It will not be too much of a spoiler, I hope, to reveal that the film does not definitively answer the question of whether God exists. Freud: “It was madness to think we could solve the greatest mystery of all time.” Lewis: “Oh, there’s a greater madness – not to think of it at all.” On we go. They bond more over their troubled loves: Freud’s for his lesbian daughter, Lewis’s for the grieving mother of a fallen comrade.

There exists some great home-movie footage of Freud at Maresfield Gardens and just one recording of him speaking in deliberate, Viennese-inflected English in 1938 about his career. Hopkins appears more robust than Freud was at this time, given to chuckles, sudden flashes of the eyes and eloquent gestures.
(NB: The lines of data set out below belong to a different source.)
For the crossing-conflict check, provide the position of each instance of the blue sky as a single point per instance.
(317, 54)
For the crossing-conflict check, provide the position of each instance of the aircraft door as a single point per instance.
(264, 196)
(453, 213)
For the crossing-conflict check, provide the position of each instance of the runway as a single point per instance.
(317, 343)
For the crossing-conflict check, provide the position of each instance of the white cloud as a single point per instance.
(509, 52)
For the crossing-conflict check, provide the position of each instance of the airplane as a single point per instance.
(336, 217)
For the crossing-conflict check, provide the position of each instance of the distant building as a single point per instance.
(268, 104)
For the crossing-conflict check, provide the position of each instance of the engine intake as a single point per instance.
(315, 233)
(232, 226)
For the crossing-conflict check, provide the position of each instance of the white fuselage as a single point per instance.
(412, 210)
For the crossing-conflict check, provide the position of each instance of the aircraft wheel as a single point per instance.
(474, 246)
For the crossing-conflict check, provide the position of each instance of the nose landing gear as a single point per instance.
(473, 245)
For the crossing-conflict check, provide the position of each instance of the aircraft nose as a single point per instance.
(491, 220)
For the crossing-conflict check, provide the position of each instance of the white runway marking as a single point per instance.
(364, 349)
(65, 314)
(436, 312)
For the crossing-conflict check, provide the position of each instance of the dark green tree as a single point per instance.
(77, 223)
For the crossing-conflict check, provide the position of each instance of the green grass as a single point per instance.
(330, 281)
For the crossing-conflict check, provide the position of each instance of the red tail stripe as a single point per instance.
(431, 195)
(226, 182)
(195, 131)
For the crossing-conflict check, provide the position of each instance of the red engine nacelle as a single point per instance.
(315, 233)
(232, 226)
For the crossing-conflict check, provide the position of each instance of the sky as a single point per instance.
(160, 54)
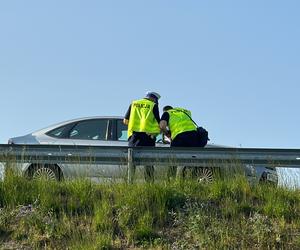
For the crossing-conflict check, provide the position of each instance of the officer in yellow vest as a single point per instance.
(142, 118)
(177, 124)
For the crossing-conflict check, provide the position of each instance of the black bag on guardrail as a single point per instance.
(202, 133)
(203, 136)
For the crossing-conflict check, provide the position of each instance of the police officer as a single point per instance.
(142, 118)
(177, 124)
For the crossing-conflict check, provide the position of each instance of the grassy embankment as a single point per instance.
(167, 215)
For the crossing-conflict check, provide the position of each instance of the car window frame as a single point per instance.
(115, 129)
(108, 129)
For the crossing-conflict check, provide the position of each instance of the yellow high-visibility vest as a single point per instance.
(142, 118)
(179, 122)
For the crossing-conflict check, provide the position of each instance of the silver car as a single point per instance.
(106, 131)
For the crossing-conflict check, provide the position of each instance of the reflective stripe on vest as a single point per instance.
(142, 118)
(179, 122)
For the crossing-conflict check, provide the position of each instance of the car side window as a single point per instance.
(121, 131)
(60, 132)
(96, 129)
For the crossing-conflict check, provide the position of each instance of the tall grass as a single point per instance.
(171, 214)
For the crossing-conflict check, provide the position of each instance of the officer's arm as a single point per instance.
(164, 127)
(127, 115)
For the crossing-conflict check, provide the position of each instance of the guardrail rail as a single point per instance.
(162, 156)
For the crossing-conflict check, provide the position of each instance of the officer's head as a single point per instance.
(166, 108)
(153, 96)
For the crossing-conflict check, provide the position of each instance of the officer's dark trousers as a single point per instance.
(142, 139)
(185, 139)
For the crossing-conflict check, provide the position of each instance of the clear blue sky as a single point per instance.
(234, 64)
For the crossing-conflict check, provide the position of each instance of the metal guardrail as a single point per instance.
(158, 156)
(149, 155)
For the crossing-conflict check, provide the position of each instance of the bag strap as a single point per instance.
(190, 117)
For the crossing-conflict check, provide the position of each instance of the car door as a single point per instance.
(93, 132)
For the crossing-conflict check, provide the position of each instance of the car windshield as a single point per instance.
(122, 132)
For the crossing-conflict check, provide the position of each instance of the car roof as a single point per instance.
(46, 129)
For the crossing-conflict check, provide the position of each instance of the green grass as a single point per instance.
(174, 214)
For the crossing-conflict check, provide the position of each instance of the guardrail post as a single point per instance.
(130, 166)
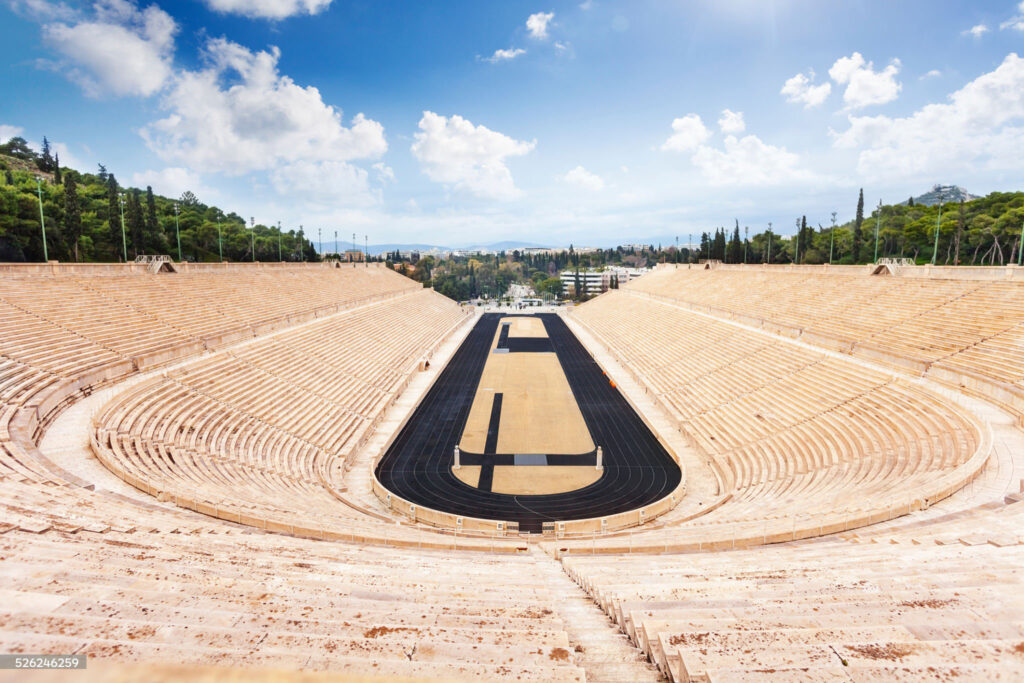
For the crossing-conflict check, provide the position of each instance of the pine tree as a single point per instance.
(114, 216)
(45, 162)
(136, 222)
(73, 213)
(155, 242)
(857, 231)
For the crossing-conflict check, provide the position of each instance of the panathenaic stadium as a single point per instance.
(266, 471)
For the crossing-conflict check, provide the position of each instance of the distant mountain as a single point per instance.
(946, 193)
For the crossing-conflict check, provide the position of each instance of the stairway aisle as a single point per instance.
(599, 648)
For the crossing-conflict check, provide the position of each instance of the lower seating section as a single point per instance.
(232, 596)
(259, 433)
(791, 431)
(947, 328)
(906, 607)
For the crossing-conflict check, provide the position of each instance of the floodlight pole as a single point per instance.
(938, 222)
(1020, 248)
(42, 221)
(177, 231)
(124, 236)
(832, 239)
(877, 222)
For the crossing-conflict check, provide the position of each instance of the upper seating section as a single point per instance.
(803, 442)
(967, 326)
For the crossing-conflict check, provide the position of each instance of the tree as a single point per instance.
(45, 162)
(114, 216)
(73, 213)
(155, 242)
(857, 227)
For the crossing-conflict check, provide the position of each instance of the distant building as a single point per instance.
(595, 282)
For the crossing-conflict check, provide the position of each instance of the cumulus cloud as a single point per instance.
(981, 127)
(241, 115)
(328, 182)
(505, 55)
(731, 122)
(687, 133)
(748, 161)
(119, 49)
(864, 86)
(172, 182)
(454, 152)
(7, 132)
(800, 90)
(537, 25)
(268, 9)
(581, 177)
(745, 161)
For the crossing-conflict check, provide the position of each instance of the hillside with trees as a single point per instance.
(84, 214)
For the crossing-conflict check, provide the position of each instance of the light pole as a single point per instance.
(1020, 248)
(124, 236)
(877, 222)
(832, 239)
(177, 231)
(938, 222)
(42, 221)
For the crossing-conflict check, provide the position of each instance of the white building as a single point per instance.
(595, 282)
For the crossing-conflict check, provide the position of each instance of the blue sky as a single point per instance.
(464, 123)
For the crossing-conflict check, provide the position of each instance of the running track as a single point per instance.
(638, 471)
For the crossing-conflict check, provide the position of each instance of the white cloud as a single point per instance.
(241, 115)
(268, 9)
(7, 132)
(172, 182)
(799, 89)
(864, 86)
(981, 127)
(748, 161)
(584, 178)
(537, 25)
(120, 50)
(687, 133)
(327, 182)
(454, 152)
(1015, 23)
(731, 122)
(505, 55)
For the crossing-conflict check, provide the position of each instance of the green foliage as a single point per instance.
(83, 216)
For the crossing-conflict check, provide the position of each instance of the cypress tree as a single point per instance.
(114, 216)
(73, 213)
(858, 222)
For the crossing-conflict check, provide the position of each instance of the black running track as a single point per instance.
(638, 471)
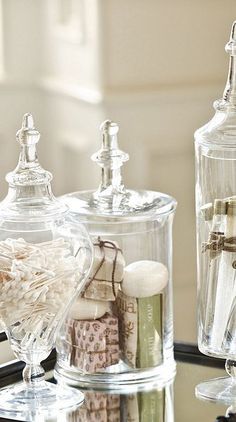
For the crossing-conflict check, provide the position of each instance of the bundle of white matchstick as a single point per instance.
(36, 280)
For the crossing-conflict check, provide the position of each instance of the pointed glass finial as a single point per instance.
(110, 158)
(28, 171)
(229, 96)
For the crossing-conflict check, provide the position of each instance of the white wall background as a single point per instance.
(155, 67)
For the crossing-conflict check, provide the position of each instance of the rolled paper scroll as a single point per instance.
(93, 345)
(106, 273)
(144, 406)
(141, 314)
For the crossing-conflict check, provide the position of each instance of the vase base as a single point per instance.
(217, 390)
(39, 402)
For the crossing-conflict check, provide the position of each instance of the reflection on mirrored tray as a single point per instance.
(176, 402)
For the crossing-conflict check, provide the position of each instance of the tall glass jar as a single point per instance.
(215, 147)
(120, 330)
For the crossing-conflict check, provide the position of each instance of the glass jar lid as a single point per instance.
(30, 195)
(112, 201)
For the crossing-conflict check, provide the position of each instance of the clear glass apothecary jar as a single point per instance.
(215, 146)
(45, 256)
(120, 330)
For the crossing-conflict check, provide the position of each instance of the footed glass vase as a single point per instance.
(215, 146)
(44, 258)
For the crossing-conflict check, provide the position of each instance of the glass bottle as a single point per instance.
(215, 148)
(120, 330)
(45, 256)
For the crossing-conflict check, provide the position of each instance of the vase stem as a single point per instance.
(33, 374)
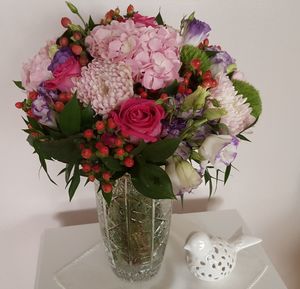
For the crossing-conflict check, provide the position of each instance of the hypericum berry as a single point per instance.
(19, 105)
(111, 123)
(100, 126)
(207, 83)
(83, 60)
(207, 75)
(92, 178)
(120, 152)
(106, 176)
(181, 88)
(130, 10)
(96, 168)
(59, 106)
(76, 49)
(214, 83)
(86, 168)
(129, 148)
(103, 151)
(99, 145)
(106, 188)
(128, 162)
(196, 63)
(144, 94)
(65, 22)
(86, 153)
(188, 91)
(64, 41)
(65, 96)
(33, 95)
(77, 35)
(118, 142)
(88, 134)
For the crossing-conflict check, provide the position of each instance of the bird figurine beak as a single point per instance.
(187, 247)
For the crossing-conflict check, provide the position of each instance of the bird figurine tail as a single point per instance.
(240, 241)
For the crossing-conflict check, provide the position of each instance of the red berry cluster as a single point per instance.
(101, 141)
(75, 42)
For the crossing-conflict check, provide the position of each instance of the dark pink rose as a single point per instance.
(63, 74)
(144, 20)
(140, 119)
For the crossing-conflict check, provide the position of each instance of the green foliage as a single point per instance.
(251, 94)
(19, 84)
(75, 180)
(64, 150)
(189, 52)
(159, 19)
(152, 181)
(70, 118)
(158, 152)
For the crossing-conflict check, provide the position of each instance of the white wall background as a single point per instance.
(264, 37)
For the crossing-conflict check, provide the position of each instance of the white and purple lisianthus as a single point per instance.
(219, 150)
(194, 31)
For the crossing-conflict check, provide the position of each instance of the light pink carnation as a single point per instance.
(152, 52)
(104, 85)
(35, 70)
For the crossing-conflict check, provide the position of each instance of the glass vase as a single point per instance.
(135, 231)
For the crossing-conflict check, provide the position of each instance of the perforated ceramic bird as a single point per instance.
(212, 258)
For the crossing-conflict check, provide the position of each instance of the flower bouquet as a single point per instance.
(144, 109)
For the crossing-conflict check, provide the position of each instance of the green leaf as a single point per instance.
(19, 84)
(189, 52)
(87, 117)
(63, 150)
(227, 173)
(242, 137)
(44, 166)
(91, 23)
(251, 94)
(72, 7)
(214, 113)
(161, 150)
(75, 182)
(70, 118)
(112, 164)
(107, 197)
(159, 19)
(152, 181)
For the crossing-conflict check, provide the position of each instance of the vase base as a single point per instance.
(136, 275)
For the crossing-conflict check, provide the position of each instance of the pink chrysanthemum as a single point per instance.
(151, 52)
(104, 85)
(238, 115)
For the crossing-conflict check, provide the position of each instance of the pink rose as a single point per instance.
(63, 75)
(144, 20)
(140, 119)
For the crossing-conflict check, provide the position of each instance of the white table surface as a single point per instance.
(61, 246)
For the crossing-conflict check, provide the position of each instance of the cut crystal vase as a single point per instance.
(135, 231)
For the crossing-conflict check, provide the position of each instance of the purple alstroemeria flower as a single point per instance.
(221, 61)
(50, 95)
(195, 31)
(41, 110)
(219, 150)
(60, 57)
(173, 128)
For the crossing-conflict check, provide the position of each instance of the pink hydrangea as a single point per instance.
(35, 70)
(151, 52)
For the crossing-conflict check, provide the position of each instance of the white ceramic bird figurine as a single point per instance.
(213, 258)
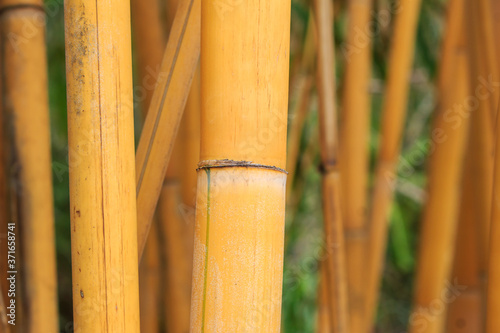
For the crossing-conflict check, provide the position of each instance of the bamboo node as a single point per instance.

His speech is unaccented, dotted with some easy German (Wunderbar! Prost! Danke!), only occasionally Welsh in cadence. Without this energetic performance, the film would not live, even to the extent that it does.

Since Freud’s Last Session, far from his last session, Sir Anthony is reported to have finished shooting another film already, the biblical thriller Mary, about Mary and Joseph on the run, having to hide their baby Jesus from power-mad King Herod – Anthony Hopkins! He’s bound to be good and scary – but will he get them? Next up: Handel creating the Messiah. The party continues.

“Freud’s Last Session” is in cinemas now

[See also: The Dead Don’t Hurt review: Viggo Mortensen’s self-indulgent Western]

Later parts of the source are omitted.